Makan Apa Kita Nanti…?

Jum'at, 15 Maret 2013
Oleh: Muhaimin Iqbal
Awalnya kita makan nasi dengan tahu dan tempe, ketika harga kedelai melonjak sebagian kita melirik daging. Tetapi yang baru dilirik inipun melonjak hingga tidak terkejar, maka mayoritas kita back to basic – apa saja dengan keahlian orang Nusantara membuat bumbu-bumbuan – makanan tersebut menjadi enak. Sayangnya bahan utama yang membuat enak seluruh masakan ini – yaitu bawang merah dan bawang putih – ikut-ikutan melonjak pula, betapa repot urusan makanan ini.

Kerepotan itu tercermin dari salah satu berita di halaman utama harian Kompas (15/03/13) yang memuat kegusaran Presiden R.I. atas tiga kementerian yang dianggapnya tidak serius mengatasi masalah-masalah pangan ini.  Beliau-pun langsung menurunkan perintahnya, antara lain : “…segera atasi masalah itu, duduk bersama, bicara dengan daerah, gubernur, bupati, walikota, dan …”.

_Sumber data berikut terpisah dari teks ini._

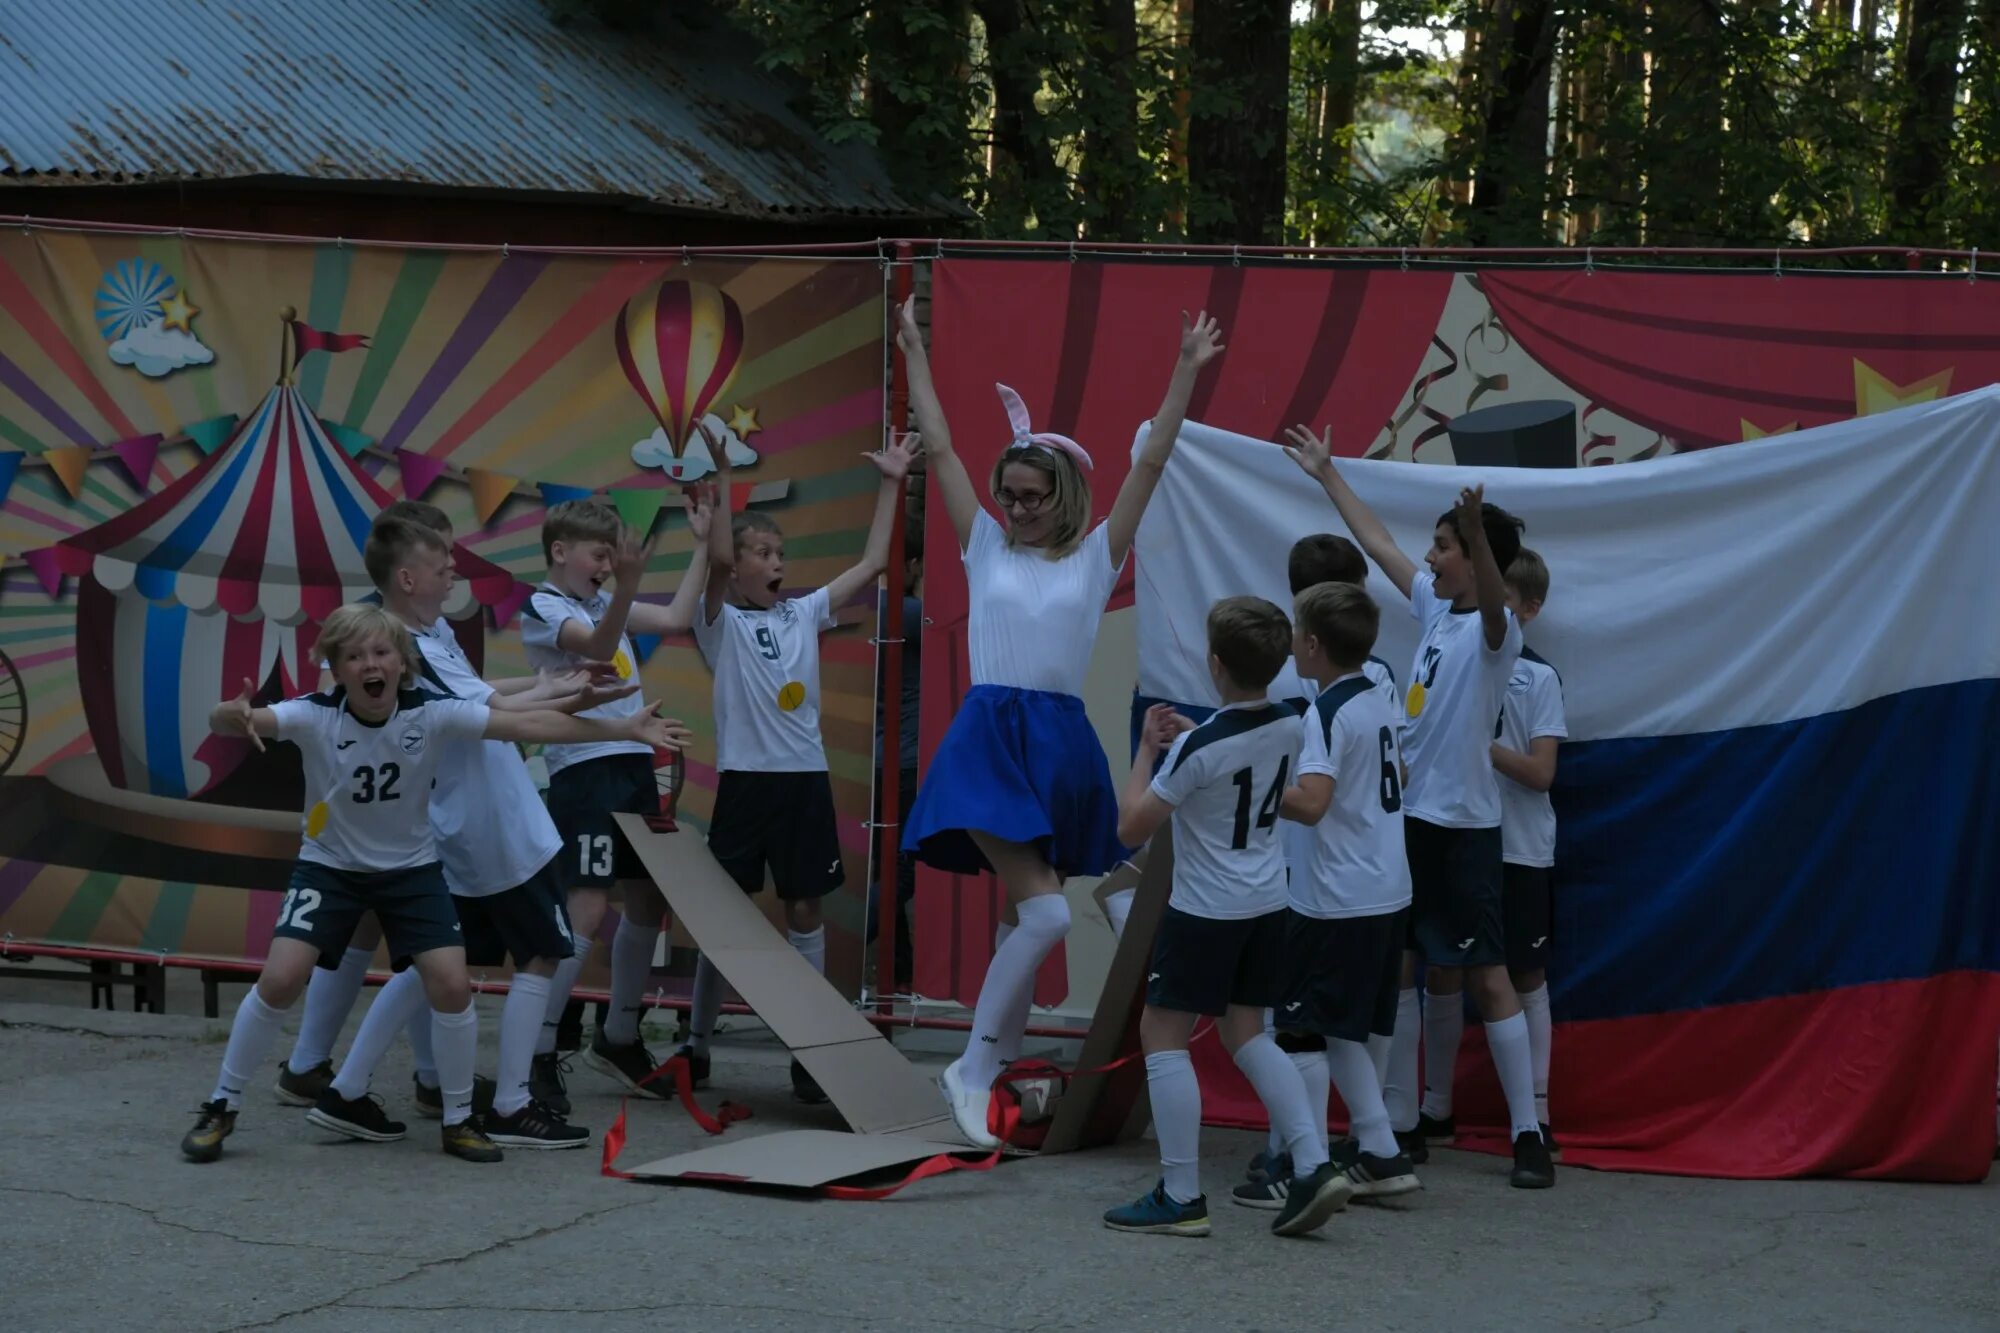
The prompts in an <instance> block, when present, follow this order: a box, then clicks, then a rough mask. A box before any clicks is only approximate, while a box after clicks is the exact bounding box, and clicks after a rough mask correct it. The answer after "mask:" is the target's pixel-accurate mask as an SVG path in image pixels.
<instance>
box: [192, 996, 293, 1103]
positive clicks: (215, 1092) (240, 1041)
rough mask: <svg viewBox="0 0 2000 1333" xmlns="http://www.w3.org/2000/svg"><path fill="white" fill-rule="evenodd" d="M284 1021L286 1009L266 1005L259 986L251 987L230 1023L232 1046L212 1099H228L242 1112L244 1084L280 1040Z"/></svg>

Saya tentu setuju dengan instruksi presiden tersebut bahwa masalah ini harus segera diatasi dengan duduk bareng, bicara dengan para kepala daerah dlsb. Hanya masalahnya menurut saya ini belum cukup, Mengapa ? saya tidak yakin para kepala daerah bisa banyak berbuat untuk mengatasi problem-problem pangan tersebut.

Pertama mereka sudah disibukkan oleh urusan-urusan daerahnya masing-masing, kedua mereka tidak terlibat langsung dalam kendali supply and demand – dua hal utama yang menentukan harga barang beserta ketersediaannya.

Ini seperti ketika Jokowi belum lama ini menyuratai kepala-kepala daerah sentra sapi untuk minta di-supply 1000 ekor sapi ke Jakarta. Kemudian dia mengeluh di media, kok tidak pada menjawab katanya. Yang salah bukan kepala daerah yang tidak menjawab, tetapi nampaknya Jokowi salah alamat – lagi-lagi kepala daerah tidak terlibat dalam kendali supply sapi !

Lantas siapa yang paling tepat untuk diajak bicara dalam berbagai krisis tersebut sebenarnya ? Yang paling tepat diajak bicara ya pasar itu sendiri. Pasarlah yang bisa mempertemukan supply and demand, kemudian dari sini akan terbentuk harga, transaksi riil dst.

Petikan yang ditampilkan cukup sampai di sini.